Он, кажется, немного удивился, но сошел с крыльца и остановился надо мной.

— Я слушаю, — сказал он.

— Мама тебе кто? — спросил я, уставясь в землю.

— Жена, — сказал он так, что мне сразу стало холодно.

— А я тебе кто? — уже крикнул я так отчаянно, что Шняка вскочил и залаял.

Ну, читал я в книгах: «Его лицо окаменело». Читал, а тут увидел: его лицо окаменело.

— Сын, — сказал он медленно. — Это все, что ты хотел меня спросить?

Я смотрел в землю, видел ту же траву, которую видел и позавчера и вчера, видел черные и белые пятна Шняки, видел даже цветы, но я ничего не видел. Я чувствовал, что словно скала надо мной нависла — вот она стоит и сейчас обрушится на меня…

Шняка лаял остервенело и не то чтобы на отца, а в сторону, но коричневый собачий глаз косился именно на него. Отец, поморщившись, отодвинул пса ногой и сказал:

— Ну, что ж, поговорим. — И присел рядом со мной на бревно. Начинай.

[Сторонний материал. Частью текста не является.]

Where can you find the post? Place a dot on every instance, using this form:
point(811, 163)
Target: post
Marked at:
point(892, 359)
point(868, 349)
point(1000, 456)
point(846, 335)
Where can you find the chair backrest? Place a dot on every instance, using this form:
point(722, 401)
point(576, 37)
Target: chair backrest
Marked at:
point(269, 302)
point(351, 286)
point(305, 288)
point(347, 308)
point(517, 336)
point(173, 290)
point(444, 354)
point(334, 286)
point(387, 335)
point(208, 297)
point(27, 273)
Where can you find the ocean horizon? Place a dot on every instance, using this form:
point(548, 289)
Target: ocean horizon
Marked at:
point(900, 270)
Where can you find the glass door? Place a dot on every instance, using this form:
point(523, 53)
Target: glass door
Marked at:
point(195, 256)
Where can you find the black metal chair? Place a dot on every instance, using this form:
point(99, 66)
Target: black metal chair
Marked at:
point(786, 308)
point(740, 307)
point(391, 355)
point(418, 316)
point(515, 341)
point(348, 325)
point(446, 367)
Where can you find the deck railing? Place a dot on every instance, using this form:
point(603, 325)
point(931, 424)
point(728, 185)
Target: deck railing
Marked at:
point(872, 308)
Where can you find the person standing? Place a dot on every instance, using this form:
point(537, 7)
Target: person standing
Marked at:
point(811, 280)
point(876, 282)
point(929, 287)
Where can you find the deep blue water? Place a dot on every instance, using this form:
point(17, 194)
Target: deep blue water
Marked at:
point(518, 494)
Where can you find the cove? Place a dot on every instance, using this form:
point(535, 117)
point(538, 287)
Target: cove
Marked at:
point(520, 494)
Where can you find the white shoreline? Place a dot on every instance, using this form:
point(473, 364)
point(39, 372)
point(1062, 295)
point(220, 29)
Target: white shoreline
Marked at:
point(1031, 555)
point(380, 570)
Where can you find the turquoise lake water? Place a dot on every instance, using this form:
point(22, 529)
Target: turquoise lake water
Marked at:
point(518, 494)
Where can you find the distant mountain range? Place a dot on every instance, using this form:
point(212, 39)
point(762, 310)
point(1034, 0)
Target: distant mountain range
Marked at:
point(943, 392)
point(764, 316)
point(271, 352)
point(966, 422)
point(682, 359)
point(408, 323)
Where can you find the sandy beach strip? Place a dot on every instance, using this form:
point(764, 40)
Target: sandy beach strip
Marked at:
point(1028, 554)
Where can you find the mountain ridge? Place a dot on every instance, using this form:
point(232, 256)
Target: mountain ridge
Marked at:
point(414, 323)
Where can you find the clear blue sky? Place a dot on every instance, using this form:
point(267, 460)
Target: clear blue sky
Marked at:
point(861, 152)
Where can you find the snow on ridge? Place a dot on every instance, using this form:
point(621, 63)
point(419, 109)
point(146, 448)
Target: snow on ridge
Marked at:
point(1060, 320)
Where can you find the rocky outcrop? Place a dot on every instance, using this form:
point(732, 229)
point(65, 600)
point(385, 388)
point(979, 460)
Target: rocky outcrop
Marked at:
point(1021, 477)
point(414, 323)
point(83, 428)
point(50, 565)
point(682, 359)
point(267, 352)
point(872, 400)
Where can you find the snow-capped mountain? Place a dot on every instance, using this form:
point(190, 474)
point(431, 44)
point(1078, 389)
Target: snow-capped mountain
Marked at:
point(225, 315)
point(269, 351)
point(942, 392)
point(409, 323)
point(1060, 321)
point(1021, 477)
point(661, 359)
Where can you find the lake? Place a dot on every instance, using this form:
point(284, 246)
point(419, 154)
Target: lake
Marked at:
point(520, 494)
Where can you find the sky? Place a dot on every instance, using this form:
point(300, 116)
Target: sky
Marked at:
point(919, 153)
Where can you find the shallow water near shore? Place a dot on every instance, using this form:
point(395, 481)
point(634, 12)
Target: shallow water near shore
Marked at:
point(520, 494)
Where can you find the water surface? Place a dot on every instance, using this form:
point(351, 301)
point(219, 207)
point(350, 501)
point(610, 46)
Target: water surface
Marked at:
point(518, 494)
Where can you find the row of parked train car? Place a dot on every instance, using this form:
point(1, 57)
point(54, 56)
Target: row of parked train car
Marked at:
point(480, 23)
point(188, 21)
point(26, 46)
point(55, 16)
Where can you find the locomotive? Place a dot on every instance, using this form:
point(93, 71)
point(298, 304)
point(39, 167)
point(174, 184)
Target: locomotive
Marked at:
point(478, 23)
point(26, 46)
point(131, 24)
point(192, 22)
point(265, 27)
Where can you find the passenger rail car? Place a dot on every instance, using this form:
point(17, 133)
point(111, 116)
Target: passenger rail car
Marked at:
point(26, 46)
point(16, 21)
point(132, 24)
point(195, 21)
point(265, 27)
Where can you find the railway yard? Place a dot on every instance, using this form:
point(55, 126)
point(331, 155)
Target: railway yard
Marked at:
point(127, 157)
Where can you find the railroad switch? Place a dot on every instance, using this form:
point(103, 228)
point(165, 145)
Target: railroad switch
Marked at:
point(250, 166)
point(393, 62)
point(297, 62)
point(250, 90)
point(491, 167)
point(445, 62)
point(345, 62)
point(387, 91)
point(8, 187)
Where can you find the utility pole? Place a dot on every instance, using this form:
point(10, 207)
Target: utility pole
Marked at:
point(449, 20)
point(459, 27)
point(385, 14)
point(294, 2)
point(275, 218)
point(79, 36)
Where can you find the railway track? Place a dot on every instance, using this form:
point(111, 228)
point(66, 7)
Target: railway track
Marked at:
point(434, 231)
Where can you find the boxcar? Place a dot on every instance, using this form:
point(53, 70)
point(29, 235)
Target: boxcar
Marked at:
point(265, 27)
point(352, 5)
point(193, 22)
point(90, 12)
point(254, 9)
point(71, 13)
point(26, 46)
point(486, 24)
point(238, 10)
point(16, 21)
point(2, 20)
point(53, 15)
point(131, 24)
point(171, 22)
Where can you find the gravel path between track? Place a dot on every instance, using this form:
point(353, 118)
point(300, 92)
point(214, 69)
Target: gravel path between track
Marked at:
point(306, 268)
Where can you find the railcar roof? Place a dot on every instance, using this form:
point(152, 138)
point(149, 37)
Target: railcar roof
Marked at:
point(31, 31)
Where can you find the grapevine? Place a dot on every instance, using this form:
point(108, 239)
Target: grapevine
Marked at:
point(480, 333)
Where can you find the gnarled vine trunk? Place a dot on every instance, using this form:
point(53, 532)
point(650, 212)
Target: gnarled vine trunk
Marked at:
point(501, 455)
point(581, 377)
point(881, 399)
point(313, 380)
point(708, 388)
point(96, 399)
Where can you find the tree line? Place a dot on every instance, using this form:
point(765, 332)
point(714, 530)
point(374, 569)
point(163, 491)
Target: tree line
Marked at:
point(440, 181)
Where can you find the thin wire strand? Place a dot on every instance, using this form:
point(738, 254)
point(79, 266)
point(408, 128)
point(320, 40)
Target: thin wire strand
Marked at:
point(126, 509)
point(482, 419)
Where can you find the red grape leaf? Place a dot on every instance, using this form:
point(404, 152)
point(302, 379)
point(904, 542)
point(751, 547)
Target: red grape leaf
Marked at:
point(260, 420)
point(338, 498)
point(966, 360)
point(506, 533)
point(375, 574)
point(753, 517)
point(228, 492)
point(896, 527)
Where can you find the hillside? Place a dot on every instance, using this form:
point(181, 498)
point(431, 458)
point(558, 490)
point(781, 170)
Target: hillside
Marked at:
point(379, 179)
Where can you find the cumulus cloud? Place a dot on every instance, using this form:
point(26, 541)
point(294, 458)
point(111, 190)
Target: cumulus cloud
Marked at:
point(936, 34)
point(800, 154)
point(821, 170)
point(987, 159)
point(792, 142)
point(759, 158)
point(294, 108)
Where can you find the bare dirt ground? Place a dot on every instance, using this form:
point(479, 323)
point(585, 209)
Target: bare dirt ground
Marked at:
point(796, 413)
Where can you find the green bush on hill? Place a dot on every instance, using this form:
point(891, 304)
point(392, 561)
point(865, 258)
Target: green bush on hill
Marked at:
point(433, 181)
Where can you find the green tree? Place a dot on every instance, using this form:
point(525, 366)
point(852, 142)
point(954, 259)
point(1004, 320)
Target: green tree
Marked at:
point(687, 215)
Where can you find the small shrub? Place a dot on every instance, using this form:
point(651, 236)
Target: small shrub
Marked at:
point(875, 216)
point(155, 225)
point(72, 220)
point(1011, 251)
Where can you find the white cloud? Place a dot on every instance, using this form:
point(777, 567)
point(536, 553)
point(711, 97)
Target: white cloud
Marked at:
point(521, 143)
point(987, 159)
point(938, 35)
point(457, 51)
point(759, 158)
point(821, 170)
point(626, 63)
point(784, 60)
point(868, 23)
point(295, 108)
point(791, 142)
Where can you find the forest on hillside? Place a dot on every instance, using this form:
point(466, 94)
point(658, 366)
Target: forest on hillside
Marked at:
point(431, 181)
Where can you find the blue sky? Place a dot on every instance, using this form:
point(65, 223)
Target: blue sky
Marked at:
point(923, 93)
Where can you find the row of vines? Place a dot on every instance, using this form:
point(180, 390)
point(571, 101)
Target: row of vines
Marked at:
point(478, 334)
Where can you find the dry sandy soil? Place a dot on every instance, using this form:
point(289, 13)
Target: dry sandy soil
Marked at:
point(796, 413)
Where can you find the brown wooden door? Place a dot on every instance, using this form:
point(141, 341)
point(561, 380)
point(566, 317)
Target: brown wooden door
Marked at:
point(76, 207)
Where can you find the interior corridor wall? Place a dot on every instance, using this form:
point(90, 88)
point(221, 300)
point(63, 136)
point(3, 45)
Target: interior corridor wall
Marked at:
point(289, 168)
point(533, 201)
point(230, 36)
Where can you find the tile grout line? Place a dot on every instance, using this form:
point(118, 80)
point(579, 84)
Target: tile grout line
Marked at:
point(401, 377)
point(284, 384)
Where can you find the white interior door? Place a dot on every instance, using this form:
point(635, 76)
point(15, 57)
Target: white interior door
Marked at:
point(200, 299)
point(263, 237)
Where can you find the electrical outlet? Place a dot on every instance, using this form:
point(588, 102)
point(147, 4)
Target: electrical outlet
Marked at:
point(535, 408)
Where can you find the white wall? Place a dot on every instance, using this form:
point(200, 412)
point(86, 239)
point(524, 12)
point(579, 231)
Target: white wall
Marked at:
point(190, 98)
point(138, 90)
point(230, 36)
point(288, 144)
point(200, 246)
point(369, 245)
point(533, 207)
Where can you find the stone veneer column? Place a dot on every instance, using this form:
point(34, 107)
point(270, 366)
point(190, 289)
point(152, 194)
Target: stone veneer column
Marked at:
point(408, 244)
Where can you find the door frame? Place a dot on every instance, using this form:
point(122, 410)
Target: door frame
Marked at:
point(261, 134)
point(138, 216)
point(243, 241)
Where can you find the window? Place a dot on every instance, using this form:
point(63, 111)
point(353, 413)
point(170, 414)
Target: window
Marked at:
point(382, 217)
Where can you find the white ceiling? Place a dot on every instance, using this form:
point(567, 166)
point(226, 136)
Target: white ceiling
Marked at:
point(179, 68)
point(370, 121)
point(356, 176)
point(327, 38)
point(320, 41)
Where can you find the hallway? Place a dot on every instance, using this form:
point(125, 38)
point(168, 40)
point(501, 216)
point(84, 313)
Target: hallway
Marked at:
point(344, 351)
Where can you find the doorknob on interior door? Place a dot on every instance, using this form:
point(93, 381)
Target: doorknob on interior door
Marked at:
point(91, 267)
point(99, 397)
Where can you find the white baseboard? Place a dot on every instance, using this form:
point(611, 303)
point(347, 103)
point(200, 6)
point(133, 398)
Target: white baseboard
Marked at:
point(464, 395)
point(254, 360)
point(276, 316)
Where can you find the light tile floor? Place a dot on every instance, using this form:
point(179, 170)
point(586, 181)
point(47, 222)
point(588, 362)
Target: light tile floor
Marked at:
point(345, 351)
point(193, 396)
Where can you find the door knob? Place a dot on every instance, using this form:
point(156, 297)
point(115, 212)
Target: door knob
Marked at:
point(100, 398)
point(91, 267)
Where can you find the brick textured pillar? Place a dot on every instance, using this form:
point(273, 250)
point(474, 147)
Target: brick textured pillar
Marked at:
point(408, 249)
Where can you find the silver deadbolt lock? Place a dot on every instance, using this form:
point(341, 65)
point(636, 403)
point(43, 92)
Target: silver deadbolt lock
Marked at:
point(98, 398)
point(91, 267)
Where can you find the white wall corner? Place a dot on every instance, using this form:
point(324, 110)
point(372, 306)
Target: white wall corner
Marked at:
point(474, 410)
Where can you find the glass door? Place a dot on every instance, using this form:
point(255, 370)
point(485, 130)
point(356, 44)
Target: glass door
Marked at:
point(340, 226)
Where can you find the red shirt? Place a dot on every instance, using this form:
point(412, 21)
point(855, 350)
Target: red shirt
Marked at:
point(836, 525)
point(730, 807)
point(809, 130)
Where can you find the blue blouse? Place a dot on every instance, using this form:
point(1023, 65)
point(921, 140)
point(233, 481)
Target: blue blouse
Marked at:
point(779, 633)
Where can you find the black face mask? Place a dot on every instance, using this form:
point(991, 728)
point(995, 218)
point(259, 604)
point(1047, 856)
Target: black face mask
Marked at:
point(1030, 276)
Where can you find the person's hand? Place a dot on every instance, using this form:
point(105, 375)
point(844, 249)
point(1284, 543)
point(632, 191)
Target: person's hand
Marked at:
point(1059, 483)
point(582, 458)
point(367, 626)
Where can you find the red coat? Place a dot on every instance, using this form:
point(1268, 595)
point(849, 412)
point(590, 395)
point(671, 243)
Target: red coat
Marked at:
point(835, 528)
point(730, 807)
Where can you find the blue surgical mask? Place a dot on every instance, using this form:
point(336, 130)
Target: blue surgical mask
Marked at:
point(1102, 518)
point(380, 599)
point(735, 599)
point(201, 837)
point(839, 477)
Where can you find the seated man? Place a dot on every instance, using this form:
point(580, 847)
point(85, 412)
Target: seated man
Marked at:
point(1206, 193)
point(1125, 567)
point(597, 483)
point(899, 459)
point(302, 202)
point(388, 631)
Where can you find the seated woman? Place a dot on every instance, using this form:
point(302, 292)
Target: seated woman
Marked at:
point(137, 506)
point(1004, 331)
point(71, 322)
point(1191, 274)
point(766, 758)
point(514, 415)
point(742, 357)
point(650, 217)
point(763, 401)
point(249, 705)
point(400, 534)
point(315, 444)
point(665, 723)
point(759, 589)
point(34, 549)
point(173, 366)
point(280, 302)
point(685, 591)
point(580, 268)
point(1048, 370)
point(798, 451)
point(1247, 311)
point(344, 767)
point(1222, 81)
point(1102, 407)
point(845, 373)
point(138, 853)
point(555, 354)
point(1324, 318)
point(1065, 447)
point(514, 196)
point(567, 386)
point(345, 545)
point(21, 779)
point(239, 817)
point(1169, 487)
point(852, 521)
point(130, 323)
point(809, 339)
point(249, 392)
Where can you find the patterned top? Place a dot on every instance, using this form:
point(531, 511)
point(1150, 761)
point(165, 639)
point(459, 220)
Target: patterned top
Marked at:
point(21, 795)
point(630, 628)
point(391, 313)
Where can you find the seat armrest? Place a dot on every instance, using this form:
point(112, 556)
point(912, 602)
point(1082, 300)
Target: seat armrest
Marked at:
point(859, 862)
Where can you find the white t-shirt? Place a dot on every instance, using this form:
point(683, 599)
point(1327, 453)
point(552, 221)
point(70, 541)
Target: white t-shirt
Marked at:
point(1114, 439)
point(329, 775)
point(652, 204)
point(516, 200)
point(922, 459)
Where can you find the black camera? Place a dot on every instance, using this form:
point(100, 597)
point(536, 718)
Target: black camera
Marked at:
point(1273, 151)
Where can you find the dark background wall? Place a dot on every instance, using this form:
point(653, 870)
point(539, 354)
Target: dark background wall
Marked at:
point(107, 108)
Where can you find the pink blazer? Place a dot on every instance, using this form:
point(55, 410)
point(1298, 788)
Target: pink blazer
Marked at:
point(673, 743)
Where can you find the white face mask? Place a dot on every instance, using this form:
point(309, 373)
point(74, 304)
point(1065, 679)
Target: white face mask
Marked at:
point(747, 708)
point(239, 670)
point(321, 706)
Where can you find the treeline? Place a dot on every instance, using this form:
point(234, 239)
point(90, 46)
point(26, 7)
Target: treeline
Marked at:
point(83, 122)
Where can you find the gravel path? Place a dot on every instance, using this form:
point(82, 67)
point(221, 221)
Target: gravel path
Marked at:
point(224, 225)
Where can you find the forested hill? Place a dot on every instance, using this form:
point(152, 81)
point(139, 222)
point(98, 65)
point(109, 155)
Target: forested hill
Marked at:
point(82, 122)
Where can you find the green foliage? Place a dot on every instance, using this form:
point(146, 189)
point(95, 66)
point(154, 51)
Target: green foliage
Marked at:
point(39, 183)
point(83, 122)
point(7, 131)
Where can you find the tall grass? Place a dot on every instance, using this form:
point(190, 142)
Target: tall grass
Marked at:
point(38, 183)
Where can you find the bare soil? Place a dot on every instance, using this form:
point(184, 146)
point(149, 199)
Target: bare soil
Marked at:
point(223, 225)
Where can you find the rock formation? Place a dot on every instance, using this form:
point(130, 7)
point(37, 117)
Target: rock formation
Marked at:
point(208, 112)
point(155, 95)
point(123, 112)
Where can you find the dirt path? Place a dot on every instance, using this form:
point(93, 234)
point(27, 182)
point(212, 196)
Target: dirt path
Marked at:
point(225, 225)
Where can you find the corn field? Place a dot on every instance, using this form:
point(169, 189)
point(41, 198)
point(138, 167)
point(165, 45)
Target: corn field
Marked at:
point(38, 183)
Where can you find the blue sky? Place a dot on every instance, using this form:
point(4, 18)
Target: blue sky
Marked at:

А я и не знал, с чего начинать. Я был уверен, что без его разрешения мама не отпустит меня на Новую Землю. Но я знал и другое: если он разрешит, мама никогда не простит ему этого. И тут вдруг я понял, что перекладываю решение на их плечи. Мама — это мама. С нее хватит и Катюшки и бабушки, а тут еще я. А отец — это отец. Я неожиданно вспомнил, как однажды еще совсем маленьким я плакал, пожалев галчонка, которого на даче соседские ребята повесили на суку белой березы, и как отец тогда сказал маме, утиравшей мне слезы:

— Не расти из него хлюпика. Он должен стать мужчиной.

— Но это же ужасно! — сказала мама.

— Ужасно, — сказал отец. — Но лучше было бы, если бы он не распускал нюни, а полез бы в драку за эту несчастную птицу.

…Мы сидели рядом на бревне, и я попросту трусил.

— Говори, — сказал отец.

И, ринувшись, как с кручи, я сказал:

— Я еду на Новую Землю.

— Так-таки едешь? В эту знаменитую яичную экспедицию? — спросил он насмешливо.

Я кивнул.

— А почему тебе хочется ехать? — как-то подчеркнуто спросил он.

— Ну-у… ребята наши едут и… вообще… Новая Земля.

— «Ребята едут». «Новая Земля». — Он встал и сказал твердо: — Не разрешаю. И не подумай, что уж очень оберегаю тебя, нет. Хотя и не уверен, что тебя пропустит медицинская комиссия. Ты только об этом хотел мне сказать?

— Только об этом, — сказал я.

— Я не разрешаю, — повторил отец и ушел в дом.

А время шло. Уже работали медицинская и отборочная комиссии. Уже Антон, Арся, Саня Пустошный, даже Витька Морошкин и еще некоторые ребята из нашего класса были зачислены и готовились досрочно сдать школьные экзамены. А я все чего-то ждал и на что-то надеялся.

— Ну, моряк с печки бряк, готов сундучок? — спросил как-то вечером Громов, придя с «Зубатки».

— Какой сундучок?

— Матросский. Ну, чего нахмурился? Печаль-тоска в глазах?

— Отец не отпускает, — сказал я.

Громов взял меня за плечо, повернул к себе и спросил серьезно:

— А здорово хочется?

— Да.

Капитан с сомнением осмотрел меня с ног до головы.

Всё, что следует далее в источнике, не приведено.